Search code examples
javaexcelkotlininputstream

Why my implementation of `InputStream` not working with `StreamingReader` from `com.monitorjbl:xlsx-streamer:2.2.0`


Due to the lack of activity of the library's GitHub site, I decide to drop this question here hoping for any support.

The problem I am working on is to read an Excel file in a streaming fashion. Specially, the Excel file is stored in a SQLite database, as blob, after being split into multiple rows using a certain block size. For example a 3MB file is split into three rows, each contains 1MB of raw data. Rows are property ordered, so if I pipe out the blob column of each row by order to the file system, I can get a copy of the Excel file.

Since StreamingReader works with InputStream, I decide to implement an InputStream on top of those rows in the SQLite database, so that StreamingReader reads data directly from the db.

I first construct a Sequence<Byte> on top of the query result, sequencing the bytes from all the blob columns:

    fun blocksByteSequence(id: String): Sequence<Byte> {
        return sequence {
            val conn = source.connection
            val stmt = conn.createStatement()
            val r = stmt.executeQuery(findFileQuery(id))
            while (r.next()) yieldAll(r.getBytes(raw_data_column).asIterable())
            stmt.close()
            conn.close()
        }
    }

then It is fairly straightforward to turn Sequence<Byte> into InputStream:

class ByteSequenceInputStreamFactory(
    private val seq: Sequence<Byte>,
) {
    fun inputStreamProvider(): InputStream = object : InputStream() {
        private val iter = seq.iterator()
        override fun read(): Int {
            return if (iter.hasNext()) iter.next().toInt() else -1
        }
    }
}

error arises when I am trying to construct a StreamingReader using such InputStream:

val byteSeq = blocksByteSequence(id)
val ins = ByteSequenceInputStreamFactory(byteSeq).inputStreamProvider()
val reader = StreamingReader.builder().open(ins) // error

Error Message:

Could not open the specified zip entry source stream
org.apache.poi.openxml4j.exceptions.InvalidOperationException: Could not open the specified zip entry source stream
    at app//org.apache.poi.openxml4j.opc.ZipPackage.openZipEntrySourceStream(ZipPackage.java:212)
    at app//org.apache.poi.openxml4j.opc.ZipPackage.openZipEntrySourceStream(ZipPackage.java:194)
    ...
Caused by: java.util.zip.ZipException: invalid distances set
    at org.apache.commons.compress.archivers.zip.ZipArchiveInputStream.readFromInflater(ZipArchiveInputStream.java:586)
    at org.apache.commons.compress.archivers.zip.ZipArchiveInputStream.readDeflated(ZipArchiveInputStream.java:551)
   ...
Caused by: java.util.zip.DataFormatException: invalid distances set
    at java.base/java.util.zip.Inflater.inflateBytesBytes(Native Method)
    at java.base/java.util.zip.Inflater.inflate(Inflater.java:378)
   ...

However, if I dump all the bytes from SQLite into a Excel File at some path:

val byteSeq = manager.blocksByteSequence(id)
val out = java.nio.file.Path.of("./private/test.xlsx")
out.outputStream().use { o -> byteSeq.forEach {  o.write(it.toInt()) } }

and use the InputStream produced by that file, the error is gone.

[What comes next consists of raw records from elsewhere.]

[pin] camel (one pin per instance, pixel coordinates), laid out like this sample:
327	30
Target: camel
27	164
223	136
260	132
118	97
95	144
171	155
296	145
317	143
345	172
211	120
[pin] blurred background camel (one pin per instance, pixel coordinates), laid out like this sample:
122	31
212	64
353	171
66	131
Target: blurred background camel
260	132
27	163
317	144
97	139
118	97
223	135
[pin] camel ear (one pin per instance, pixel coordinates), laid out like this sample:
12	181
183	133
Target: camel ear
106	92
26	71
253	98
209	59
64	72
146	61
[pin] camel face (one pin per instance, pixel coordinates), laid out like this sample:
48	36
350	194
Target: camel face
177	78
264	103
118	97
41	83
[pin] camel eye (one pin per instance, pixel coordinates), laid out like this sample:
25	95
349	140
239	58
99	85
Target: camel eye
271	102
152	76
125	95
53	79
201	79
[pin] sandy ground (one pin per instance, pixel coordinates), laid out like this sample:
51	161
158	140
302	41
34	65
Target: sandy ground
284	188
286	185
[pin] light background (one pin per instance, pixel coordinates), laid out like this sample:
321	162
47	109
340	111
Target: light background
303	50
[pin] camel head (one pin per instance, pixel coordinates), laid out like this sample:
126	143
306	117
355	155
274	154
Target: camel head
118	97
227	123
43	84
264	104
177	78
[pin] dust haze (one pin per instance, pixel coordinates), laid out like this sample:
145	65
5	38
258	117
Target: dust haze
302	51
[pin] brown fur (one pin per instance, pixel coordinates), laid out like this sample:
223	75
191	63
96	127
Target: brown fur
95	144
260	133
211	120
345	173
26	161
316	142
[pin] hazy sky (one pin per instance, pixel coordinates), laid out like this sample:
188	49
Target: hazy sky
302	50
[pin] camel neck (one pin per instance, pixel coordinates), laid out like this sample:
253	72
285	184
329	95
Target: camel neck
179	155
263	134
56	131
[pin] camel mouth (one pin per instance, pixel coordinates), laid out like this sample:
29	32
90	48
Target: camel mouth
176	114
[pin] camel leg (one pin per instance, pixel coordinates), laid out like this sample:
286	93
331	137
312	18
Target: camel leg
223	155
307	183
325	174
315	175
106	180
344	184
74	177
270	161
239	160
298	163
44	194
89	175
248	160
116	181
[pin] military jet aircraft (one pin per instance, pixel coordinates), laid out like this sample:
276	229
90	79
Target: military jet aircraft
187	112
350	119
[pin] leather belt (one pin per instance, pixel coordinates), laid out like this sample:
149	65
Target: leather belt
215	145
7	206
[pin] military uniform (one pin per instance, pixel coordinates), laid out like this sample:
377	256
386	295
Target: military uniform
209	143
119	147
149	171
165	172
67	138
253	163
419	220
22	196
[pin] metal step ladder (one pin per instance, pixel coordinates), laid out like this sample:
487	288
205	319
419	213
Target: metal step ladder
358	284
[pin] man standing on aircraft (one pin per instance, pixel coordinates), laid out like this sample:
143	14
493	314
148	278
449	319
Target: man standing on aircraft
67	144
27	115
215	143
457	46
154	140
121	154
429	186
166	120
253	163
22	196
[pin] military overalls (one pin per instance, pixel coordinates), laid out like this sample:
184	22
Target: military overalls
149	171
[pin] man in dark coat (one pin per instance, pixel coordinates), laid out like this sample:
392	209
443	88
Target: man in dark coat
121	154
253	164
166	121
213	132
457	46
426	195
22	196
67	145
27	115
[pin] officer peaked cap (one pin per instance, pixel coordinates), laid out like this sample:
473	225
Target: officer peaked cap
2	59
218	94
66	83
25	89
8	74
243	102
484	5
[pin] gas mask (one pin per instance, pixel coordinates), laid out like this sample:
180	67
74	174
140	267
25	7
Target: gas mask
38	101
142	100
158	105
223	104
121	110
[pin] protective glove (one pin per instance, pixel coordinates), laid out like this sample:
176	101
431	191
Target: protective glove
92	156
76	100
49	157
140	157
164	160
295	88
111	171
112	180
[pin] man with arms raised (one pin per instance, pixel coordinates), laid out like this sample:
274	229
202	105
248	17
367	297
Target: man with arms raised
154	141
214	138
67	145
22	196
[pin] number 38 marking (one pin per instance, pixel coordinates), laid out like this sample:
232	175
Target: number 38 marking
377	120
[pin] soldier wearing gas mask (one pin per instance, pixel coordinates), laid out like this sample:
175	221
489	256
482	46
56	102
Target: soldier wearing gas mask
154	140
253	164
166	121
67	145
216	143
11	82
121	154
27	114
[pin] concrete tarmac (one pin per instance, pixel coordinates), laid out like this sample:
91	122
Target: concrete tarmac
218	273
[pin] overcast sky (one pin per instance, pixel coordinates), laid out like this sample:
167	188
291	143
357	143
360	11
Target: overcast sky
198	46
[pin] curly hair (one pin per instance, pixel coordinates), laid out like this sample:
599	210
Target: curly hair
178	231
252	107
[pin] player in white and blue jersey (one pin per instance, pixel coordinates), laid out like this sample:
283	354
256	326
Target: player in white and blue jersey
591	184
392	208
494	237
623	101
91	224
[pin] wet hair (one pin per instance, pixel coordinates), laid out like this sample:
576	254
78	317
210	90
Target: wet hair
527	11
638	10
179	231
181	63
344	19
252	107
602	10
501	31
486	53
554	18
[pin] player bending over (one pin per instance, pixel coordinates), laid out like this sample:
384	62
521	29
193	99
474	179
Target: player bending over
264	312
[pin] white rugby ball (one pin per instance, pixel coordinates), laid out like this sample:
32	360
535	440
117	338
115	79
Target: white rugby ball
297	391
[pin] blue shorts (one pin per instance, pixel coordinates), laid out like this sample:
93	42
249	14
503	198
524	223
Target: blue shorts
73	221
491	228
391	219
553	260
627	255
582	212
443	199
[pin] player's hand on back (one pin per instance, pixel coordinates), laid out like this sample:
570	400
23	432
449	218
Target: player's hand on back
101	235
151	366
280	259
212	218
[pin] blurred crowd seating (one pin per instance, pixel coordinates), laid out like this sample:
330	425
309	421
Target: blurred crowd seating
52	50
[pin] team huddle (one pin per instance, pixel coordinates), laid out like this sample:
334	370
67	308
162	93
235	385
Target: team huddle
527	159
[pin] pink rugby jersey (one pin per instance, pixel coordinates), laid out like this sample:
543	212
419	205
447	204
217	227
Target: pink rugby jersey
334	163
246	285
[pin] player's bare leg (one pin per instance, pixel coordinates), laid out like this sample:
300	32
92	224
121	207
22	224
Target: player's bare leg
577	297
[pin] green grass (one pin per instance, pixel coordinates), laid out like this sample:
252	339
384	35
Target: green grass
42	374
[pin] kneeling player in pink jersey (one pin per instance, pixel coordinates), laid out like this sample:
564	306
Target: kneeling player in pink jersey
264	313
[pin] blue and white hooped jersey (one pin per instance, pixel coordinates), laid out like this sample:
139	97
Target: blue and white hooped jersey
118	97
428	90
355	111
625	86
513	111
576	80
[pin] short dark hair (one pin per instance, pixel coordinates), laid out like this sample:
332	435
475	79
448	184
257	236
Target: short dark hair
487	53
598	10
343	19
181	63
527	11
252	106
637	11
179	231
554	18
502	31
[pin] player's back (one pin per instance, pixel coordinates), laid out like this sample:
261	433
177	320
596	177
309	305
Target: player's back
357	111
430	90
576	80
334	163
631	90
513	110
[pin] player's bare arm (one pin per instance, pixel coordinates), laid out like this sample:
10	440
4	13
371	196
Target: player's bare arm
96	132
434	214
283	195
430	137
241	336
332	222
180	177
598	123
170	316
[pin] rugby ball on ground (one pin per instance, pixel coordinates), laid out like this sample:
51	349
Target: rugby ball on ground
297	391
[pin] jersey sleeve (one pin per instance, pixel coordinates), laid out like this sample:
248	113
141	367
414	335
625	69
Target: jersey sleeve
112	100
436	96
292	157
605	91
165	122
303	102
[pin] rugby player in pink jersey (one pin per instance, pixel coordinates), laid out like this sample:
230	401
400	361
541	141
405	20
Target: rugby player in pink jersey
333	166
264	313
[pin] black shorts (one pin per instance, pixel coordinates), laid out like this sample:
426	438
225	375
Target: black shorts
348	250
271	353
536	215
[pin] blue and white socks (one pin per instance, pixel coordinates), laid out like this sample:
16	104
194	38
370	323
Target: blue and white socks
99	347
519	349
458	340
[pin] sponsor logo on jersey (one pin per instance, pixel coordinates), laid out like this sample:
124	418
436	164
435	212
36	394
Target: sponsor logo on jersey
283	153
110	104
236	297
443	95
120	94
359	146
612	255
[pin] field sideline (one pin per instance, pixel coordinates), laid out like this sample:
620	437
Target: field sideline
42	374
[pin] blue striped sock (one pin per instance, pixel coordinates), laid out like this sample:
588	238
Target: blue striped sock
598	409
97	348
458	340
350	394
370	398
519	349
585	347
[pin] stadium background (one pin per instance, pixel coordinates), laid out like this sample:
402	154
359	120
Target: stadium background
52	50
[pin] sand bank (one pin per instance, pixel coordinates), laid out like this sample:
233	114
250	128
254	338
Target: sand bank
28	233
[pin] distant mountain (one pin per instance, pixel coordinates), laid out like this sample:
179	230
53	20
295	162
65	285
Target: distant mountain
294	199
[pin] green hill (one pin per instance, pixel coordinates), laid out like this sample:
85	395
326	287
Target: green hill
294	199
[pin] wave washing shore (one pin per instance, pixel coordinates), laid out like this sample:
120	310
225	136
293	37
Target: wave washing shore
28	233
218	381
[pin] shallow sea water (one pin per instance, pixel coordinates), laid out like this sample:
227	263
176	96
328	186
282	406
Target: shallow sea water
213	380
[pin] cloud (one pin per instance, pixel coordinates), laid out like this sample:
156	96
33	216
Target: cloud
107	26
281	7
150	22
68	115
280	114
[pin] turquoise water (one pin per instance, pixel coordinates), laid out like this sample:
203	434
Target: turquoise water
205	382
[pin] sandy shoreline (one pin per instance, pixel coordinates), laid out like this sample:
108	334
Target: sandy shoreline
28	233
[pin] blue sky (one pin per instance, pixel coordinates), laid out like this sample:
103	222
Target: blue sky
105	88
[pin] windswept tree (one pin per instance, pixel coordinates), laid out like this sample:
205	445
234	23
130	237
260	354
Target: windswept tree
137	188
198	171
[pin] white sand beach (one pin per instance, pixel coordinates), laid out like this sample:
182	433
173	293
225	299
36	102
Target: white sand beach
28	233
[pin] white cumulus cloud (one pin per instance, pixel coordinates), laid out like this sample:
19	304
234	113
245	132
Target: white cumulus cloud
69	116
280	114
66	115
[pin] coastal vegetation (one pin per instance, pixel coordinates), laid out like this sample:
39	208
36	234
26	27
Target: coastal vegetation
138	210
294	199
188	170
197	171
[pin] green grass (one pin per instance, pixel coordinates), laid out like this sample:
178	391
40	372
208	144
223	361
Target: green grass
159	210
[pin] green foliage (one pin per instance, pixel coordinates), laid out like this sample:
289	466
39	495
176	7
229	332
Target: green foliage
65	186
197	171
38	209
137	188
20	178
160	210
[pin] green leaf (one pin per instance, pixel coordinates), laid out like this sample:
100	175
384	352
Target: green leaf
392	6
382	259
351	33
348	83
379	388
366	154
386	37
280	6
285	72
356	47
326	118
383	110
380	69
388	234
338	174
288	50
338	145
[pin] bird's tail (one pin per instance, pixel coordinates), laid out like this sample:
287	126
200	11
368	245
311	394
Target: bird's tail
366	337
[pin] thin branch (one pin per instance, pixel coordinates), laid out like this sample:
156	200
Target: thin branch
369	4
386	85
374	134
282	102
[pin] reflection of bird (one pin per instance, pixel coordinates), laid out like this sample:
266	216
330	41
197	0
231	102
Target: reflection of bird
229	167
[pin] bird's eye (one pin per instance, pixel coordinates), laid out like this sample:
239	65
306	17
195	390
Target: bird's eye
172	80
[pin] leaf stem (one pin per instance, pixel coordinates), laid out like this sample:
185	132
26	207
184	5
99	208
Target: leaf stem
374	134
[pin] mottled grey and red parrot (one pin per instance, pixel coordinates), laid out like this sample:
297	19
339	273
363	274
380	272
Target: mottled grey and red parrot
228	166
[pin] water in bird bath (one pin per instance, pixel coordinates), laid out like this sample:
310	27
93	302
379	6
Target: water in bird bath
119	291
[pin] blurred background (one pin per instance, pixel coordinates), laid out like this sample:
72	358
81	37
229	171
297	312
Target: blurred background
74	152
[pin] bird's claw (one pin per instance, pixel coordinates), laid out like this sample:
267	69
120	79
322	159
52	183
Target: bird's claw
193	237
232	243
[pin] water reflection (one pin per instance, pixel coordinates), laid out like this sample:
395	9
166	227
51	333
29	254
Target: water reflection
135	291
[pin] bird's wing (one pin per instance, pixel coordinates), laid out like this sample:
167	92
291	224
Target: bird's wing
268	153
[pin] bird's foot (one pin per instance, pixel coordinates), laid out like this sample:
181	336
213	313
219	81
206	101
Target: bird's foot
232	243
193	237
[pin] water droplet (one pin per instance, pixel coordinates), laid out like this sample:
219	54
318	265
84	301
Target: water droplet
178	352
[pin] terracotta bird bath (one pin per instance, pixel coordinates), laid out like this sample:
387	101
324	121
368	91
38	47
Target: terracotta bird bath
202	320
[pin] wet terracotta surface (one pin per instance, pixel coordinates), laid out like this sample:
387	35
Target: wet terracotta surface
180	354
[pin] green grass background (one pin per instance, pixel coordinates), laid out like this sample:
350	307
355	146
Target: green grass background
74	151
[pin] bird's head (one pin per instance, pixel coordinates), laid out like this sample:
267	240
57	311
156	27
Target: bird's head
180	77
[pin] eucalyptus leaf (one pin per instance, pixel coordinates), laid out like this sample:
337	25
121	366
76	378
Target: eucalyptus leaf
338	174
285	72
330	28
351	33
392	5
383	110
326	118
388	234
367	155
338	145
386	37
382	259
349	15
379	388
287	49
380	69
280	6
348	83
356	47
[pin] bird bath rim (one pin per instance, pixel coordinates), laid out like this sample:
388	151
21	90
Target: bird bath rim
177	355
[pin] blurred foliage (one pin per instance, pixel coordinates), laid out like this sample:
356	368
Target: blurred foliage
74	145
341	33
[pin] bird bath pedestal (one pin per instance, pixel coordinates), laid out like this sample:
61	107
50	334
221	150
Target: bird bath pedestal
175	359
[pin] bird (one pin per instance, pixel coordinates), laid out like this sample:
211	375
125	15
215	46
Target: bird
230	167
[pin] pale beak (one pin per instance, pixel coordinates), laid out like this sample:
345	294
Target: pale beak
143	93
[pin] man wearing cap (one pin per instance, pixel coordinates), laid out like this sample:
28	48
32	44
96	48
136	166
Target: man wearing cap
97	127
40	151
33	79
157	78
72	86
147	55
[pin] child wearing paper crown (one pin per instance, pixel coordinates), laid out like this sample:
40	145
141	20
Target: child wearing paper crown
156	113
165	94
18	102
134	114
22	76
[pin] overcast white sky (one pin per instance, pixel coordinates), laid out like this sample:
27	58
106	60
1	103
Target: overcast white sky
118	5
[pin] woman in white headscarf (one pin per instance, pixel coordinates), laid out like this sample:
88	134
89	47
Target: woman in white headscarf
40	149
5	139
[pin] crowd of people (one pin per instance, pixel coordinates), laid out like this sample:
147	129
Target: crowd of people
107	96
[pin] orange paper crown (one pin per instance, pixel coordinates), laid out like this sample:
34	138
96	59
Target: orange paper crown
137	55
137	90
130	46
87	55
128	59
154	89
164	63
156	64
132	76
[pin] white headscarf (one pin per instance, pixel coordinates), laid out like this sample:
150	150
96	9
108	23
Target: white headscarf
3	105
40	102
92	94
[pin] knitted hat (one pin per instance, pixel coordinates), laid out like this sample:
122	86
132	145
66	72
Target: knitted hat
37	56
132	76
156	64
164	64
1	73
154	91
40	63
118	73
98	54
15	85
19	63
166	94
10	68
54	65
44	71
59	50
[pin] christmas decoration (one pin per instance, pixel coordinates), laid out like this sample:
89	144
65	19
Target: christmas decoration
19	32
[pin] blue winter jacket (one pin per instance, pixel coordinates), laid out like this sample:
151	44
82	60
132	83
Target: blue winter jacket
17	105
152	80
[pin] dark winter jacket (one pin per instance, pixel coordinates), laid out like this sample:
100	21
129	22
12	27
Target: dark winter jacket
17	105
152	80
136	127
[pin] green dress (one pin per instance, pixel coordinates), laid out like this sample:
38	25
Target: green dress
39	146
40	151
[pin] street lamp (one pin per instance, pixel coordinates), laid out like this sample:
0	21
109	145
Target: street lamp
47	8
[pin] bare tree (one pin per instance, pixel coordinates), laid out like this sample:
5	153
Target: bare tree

val reader = StreamingReader.builder().open(out.inputStream())

Solution

  • I think I solved the problem.

    The trouble is here

    class ByteSequenceInputStreamFactory(
        private val seq: Sequence<Byte>,
    ) {
        fun inputStreamProvider(): InputStream = object : InputStream() {
            private val iter = seq.iterator()
            override fun read(): Int {
                return if (iter.hasNext()) iter.next().toInt() /* this is not OK */  else -1
            }
        }
    }
    

    The invocation of method Byte.intoInt() doesn't have the intended result expected by the InputStream.

    According to Java Doc, method InputStream.read()

    Reads the next byte of data from the input stream. The value byte is returned as an int in the range 0 to 255. If no byte is available because the end of the stream has been reached, the value -1 is returned. This method blocks until input data is available, the end of the stream is detected, or an exception is thrown.

    The tricky part is, the Int returned from Byte.toInt() is not an int in the range 0 to 255.

    In kotlin, a Byte:

    Represents a 8-bit signed integer. On the JVM, non-nullable values of this type are represented as values of the primitive type byte.

    and the Byte.toInt() method:

    Converts this Byte value to Int. The resulting Int value represents the same numerical value as this Byte. The least significant 8 bits of the resulting Int value are the same as the bits of this Byte value, whereas the most significant 24 bits are filled with the sign bit of this value.

    Simply invocation of Byte.toInt() will return the signed integer underlying this Byte. To have the 0-255 representation of it, I need to extract the lease 8 significant bits by doing this:

    val the_0_255_int = someByte.toInt().and(0xff) // extract the last 8 bits
    

    so the correct code for my problem looks like this:

    class ByteSequenceInputStreamFactory(
        private val seq: Sequence<Byte>,
    ) {
        fun inputStreamProvider(): InputStream = object : InputStream() {
            private val iter = seq.iterator()
            override fun read(): Int {
                return if (iter.hasNext()) iter.next().toInt().and(0xff)  else -1
            }
        }
    }